Nyai Roro Wuni adalah seorang wanita
yang berusia sekitar 40 tahun. Tapi dalam usia yang menginjak kepala empat ia
masih kelihatan cantik dan awet muda. Sehingga orang akan mengira kalau ia
masih berusia 28 tahun saja. Waktu itu Roro Wuni dihadang oleh Wiroguno dan
kawan-kawan. Sudah beberapa jurus mereka saling bertempur, akibatnya debu-debu
di sekitar tempat itu berhamburan. Hal inilah tadi yang dilihat oleh Ronggo
Puspo.
“Keparat
.....kau Wiroguno, kau berani menghadangku di tempat ini, aku tak akan sudi
memberikan surat wasiat ini kepadamu”.
“Baiklah
Roro Wuni karena dengan jalan halus kau tak mau memberikan, maka dengan
terpaksa menggunakan kekerasan”. Ancam Wiroguno dengan maksud Agar Roro Wuni
mau menyerahkan secara baik-baik. Tapi mana mungkin Roro Wuni mau
menyerahkannya, seandainya mau tak akan terjadi perkelahian diantara mereka.
“Memangnya
aku takut dengan ancamanmu itu Wiroguno, aku tak akan mau menyerahkan kepadamu walaupun
sampai titik darah penghabisan, apalagi kau seorang pengkhianat”.
Roro Wuni sengaja membakar hati
Wiroguno dengan menyebutnya ia sebagai pengkhianat. Siasat Roro Wuni berhasil
juga. Terbukti wajah Wiroguno nampak kemerahan tanda ia menahan kemarahan.
Nafasnya memburu cepat dadanya bergolak hebat turun naik.
“Bangsat
keparat, wanita rendah apa maksudmu mengatakan aku sebagai seorang
pengkhianat.......ayo katakan ?” Dengan nada geram
Melihat siasatnya berhasil, kembali
ia mencoba memanas manasi hati Wiroguno.
“Siapa
yang tak kenal Wiroguno yang bergelar Si Tambang Maut yang sudah bisa
menggantung leher manusia dengan senjatanya yang ampuh yang berupa tambang
(tali). Siapa yang tak kenal dirimu yang berasal dari perguruan Nagasewu yang
sudah biasa mempermainkan wanita, serta siapa yang tak tahu Si Tambang Maut
yang suka menjilat-jilat kepada bangsa asing. Apakah itu namanya bukan seorang
pengkhianat”.
Wiroguno adalah anak murid dari perguruan
Nagasewu dan perguruan ini di mata masyarakat memang terdengar jelek pamornya.

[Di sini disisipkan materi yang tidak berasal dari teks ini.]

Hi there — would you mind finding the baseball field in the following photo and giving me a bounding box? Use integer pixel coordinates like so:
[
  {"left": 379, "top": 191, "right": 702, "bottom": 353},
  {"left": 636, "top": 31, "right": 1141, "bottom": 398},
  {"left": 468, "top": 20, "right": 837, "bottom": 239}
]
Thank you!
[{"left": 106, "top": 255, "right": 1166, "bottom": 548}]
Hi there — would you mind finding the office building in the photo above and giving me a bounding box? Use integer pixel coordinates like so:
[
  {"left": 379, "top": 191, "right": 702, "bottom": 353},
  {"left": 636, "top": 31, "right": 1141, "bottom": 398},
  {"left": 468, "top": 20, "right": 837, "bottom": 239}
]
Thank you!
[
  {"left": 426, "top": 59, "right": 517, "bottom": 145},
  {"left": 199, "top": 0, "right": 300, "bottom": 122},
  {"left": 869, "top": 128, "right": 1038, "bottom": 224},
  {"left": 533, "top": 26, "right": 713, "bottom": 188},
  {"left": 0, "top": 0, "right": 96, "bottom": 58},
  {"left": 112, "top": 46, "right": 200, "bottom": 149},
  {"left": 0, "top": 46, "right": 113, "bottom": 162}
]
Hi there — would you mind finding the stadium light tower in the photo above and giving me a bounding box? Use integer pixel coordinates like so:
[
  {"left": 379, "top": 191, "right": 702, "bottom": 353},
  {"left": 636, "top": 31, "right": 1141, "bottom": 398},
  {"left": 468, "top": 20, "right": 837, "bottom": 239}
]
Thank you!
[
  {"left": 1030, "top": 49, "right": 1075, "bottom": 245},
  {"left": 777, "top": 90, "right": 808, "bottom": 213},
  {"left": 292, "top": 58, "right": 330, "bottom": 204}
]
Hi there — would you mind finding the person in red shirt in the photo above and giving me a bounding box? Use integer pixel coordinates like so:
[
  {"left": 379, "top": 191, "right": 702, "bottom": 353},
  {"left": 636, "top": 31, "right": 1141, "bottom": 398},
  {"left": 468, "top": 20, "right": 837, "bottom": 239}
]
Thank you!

Terutama mereka suka mengganggu kaum hawa (wanita). Banyak wanita yang dirusak
kehormatannya baik wanita itu masih gadis maupun yang sudah bersuami. Mereka
tidak pandang bulu. Meskipun dalam hal ini Wiroguno tidak termasuk sebagai
seorang laki-laki yang doyan perempuan.
Dan sebenarnya perbuatan terkutuk dan amoral itu dilakukan oleh ketiga paman
gurunya yakni Nagasewu, Nagamurti dan Nagakruro yang di dunia persilatan bergelar
“TIGA NAGA IBLIS”. Mereka ketiga Naga itu telah membuat nama perguruannya
tercemar. Tapi yang membuat Wiroguno tak dapat menahan kemarahannya adalah
masalah ia dikatakan manusia penjilat. Meskipun benar bahwa Wiroguno saat ini
sedang merintis kerjasama dengan bangsa asing namun belum tentu kalaun ia
menjilat bangsa asing tersebut.
“Keparat
mulutmu perlu disumpal dengan tanganku ini biar kau tak ngoceh ngalor ngidul”.
“Kalau
kamu bisa coba lakukan aku ingin tahu bagaimana caramu menyumpal mulutku ini”.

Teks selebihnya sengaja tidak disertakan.